Sepintas jumlah 40 konglomerat seperti sedikit. Namun, jangan keliru, mereka mengontrol sedikitnya 150 ribu perusahaan dengan total kapitalisasi pasar (dari 227 perusahaan yang go-public di Shanghai dan Shenzhen) hingga US$ 1,6 triliun. Menurut SASAC, para konglomerat ini juga telah membangun 8.515 kantor cabang di luar negeri di 150 negara di akhir 2014, dengan total aset US$ 790 miliar (Rp 10.270 triliun).

Lantas, kalau sudah demikian kuat, mengapa harus ada gelombang baru?

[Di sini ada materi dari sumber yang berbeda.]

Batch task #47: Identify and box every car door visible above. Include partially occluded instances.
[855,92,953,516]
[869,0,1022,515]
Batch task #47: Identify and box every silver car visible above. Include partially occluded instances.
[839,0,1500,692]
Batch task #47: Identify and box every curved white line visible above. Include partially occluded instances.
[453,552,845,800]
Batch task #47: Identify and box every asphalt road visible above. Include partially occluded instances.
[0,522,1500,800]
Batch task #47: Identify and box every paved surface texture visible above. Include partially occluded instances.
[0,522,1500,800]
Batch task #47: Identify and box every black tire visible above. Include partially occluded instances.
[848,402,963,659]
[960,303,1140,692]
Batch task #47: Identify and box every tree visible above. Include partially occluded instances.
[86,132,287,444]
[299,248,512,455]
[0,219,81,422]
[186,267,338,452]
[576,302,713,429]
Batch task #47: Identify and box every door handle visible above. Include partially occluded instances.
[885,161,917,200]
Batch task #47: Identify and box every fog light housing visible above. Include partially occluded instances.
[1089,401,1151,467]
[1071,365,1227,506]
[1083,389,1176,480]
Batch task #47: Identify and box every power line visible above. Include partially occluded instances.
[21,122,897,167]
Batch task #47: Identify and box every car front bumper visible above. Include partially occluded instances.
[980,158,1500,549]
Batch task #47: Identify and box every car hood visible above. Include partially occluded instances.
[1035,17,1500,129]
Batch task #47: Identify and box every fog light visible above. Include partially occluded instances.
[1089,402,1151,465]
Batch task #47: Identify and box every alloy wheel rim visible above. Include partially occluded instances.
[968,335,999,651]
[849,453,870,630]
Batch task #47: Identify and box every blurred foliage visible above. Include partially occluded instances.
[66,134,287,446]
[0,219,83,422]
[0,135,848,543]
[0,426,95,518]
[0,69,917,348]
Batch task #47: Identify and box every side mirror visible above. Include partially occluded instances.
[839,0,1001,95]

Sumber-sumber pemerintah menyatakan bahwa pemerintah yang sekarang lebih fokus pada kualitas, bukan kuantitas. Jadi, mereka ingin konglomerasi itu lebih sehat, efisien, serta menghasilkan laba lebih banyak. Tentunya tetap bermain di sektor-sektor strategis. Dalam konteks ini, dua pembuat kereta terbesar di China, CSR Corp dan China CNR Corp telah merasakan kebijakan tersebut. Mereka telah dimerger untuk menjadi konglomerasi baru senilai US$ 26 miliar. Sementara itu, China Petrochemical Corporation (Sinopec) dan PetroChina Company disebut akan segera digabung sehingga bisa bersaing dengan Exxon Mobil dan BP.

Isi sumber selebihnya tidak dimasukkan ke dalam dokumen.